Gabe wrapped the envelope in his handkerchief, tucked the note in a jacket pocket and buttoned the flap. He had cotton gloves and fingerprint powder in his desk. Nothing had shown up on any of the other letters, but he kept hoping overconfidence would make the killer sloppy.
His men knew their jobs and could finish up without him. He strode past Irwin without a word or a glance, his mouth dry and his heart pounding. The killer was raising the stakes, making this personal. He couldn’t summon the
willingness to be diplomatic with the captain.
Jack caught up before Gabe got more than a hundred yards down the hill. His partner tucked the ever-present moleskine into an inside pocket, whistling a cheerful tune.
A catchy melody penetrated Gabe’s funk after a moment and recognition made him smile. The song was a hit in the saloons and bawdy houses near the docks, the lyrics lewd and not fit for decent company.

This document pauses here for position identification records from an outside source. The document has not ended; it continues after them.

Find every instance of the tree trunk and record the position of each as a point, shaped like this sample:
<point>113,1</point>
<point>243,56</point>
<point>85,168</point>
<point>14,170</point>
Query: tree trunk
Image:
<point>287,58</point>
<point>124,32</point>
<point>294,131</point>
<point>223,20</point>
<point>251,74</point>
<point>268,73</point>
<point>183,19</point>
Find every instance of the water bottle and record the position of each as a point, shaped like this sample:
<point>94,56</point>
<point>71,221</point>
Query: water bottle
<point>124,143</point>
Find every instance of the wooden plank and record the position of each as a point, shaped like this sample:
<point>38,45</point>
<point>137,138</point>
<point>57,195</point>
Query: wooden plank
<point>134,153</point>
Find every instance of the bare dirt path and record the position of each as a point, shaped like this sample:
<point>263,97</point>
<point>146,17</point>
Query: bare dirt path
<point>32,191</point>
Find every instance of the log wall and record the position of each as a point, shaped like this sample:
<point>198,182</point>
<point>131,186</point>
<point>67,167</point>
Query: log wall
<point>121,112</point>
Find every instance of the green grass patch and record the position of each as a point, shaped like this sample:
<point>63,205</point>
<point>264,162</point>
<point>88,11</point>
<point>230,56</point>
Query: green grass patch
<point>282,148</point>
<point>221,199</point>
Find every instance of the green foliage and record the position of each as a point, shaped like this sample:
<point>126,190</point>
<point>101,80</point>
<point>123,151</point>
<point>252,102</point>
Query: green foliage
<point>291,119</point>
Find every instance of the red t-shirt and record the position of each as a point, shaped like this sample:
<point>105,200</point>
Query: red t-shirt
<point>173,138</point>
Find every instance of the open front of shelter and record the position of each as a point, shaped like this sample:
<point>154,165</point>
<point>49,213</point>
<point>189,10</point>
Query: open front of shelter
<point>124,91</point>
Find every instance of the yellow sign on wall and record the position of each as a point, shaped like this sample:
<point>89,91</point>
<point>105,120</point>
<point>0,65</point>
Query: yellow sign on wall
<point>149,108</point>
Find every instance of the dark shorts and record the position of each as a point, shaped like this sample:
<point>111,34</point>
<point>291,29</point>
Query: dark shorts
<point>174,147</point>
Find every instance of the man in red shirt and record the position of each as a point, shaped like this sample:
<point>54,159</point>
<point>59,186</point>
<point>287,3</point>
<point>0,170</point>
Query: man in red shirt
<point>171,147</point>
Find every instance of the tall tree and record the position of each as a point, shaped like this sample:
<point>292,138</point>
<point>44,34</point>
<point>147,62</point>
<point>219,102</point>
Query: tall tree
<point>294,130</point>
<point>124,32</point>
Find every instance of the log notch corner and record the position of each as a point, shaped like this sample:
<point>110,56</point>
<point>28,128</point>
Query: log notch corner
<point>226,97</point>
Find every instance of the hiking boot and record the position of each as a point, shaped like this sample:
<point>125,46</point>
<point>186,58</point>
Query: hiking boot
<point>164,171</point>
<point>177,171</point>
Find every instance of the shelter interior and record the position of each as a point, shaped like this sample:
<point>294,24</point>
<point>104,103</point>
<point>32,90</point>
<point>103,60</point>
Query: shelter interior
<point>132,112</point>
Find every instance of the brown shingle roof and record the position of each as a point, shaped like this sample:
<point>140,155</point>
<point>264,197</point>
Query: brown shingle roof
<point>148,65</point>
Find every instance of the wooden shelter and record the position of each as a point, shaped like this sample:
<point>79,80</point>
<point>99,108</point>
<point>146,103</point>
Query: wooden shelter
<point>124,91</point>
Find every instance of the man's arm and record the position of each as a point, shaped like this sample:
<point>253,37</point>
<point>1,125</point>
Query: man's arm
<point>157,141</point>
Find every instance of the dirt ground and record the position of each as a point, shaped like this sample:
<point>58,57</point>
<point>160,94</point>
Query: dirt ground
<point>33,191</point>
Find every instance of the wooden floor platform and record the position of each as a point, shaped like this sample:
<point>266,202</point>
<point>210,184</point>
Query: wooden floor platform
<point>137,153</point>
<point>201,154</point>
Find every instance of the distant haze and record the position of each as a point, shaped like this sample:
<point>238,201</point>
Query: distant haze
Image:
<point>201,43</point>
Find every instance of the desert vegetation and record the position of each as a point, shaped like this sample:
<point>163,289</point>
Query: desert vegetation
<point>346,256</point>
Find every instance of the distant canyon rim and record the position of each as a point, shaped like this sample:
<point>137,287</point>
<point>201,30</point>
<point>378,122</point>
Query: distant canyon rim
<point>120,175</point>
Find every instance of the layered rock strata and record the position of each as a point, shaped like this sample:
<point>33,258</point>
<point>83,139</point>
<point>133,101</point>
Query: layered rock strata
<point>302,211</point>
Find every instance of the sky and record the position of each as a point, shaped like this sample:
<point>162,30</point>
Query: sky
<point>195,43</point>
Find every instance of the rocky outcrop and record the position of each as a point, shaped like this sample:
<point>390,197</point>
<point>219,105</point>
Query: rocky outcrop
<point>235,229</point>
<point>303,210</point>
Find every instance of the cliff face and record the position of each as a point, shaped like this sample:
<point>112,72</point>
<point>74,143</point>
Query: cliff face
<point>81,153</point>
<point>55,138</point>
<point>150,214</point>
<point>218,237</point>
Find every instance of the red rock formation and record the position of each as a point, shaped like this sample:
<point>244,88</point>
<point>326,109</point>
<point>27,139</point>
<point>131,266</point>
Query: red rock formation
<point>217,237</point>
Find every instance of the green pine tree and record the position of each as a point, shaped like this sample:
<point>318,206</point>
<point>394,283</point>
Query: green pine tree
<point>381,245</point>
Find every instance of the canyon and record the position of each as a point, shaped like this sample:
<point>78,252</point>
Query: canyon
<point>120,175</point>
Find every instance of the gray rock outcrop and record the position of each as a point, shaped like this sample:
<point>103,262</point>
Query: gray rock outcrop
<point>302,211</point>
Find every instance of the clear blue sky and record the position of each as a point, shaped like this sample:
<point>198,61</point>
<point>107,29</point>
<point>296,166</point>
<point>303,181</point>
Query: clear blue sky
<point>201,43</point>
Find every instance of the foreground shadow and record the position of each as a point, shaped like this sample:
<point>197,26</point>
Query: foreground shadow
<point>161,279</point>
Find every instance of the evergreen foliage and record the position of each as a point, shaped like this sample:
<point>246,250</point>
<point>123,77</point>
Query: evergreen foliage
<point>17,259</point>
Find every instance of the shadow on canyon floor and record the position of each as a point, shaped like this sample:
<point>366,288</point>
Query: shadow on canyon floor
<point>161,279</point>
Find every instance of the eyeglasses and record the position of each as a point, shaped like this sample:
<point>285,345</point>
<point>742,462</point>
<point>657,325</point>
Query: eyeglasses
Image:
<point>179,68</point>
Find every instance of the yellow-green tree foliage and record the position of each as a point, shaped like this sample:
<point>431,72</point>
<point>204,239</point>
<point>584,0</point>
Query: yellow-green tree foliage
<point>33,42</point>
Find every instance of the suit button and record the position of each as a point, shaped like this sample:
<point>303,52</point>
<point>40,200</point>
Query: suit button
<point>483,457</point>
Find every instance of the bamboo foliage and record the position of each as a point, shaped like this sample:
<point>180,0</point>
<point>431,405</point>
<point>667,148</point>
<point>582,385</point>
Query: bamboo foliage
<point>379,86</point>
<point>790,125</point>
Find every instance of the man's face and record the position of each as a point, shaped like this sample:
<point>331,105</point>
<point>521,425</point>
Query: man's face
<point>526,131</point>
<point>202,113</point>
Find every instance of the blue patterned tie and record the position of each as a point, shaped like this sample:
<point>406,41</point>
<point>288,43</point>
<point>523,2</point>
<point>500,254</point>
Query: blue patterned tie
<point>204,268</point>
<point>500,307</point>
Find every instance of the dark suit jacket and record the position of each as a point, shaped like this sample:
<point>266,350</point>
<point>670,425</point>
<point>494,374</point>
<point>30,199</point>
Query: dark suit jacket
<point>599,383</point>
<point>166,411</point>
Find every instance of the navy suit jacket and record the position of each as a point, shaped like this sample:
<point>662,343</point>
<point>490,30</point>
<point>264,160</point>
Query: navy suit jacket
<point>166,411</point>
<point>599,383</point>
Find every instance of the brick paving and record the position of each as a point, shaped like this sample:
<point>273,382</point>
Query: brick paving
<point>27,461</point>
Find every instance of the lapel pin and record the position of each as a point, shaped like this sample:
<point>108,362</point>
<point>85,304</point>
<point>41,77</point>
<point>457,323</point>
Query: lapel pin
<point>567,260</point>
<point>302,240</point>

Undoubtedly in poor taste considering the situation.
That made the song perfect in Gabe’s eyes. They’d stayed partners for ten years because Jack knew when to give him a moment to breathe and when to make him laugh.
Some of the tension bled out of his shoulders and he unclenched his fists. “Better not let Sadie here you whistling that song. She’ll start questioning where you learned it.”
Jack grinned. “Who do you think taught me? Sadie taught me all the words, too.”
“I should have known.” He chuckled and shook his head. “You two were made for each other.”
The air was clean away from the murder site, filled with the familiar seaweed and sand scent of the bay, the smell of pinesap and wet grass crushed underfoot. Noise from the Pan Pacific carried into the Presidio, voices and music an insect drone in the distance. Fog built an iron-gray wall outside the Golden Gate, biding its time until sunset. The killer would bide his time, too, using darkness and murk as cover to hunt.
The men from the coroner’s office and two of his patrolmen passed them, each man holding the stretcher handles tight or gripping the canvas sides to get the bodies safely down the hill.
Gabe paused to let the stretcher bearers get ahead and watched them go. “May God have mercy on their souls. With luck, we’ll turn up something that identifies them so their families can be notified. They deserve a decent burial.”
“And someone to mourn them.” Jack kicked at the grass, his cheerfulness gone. “We won’t get any clues in the letter he left. Not if it’s like the others.”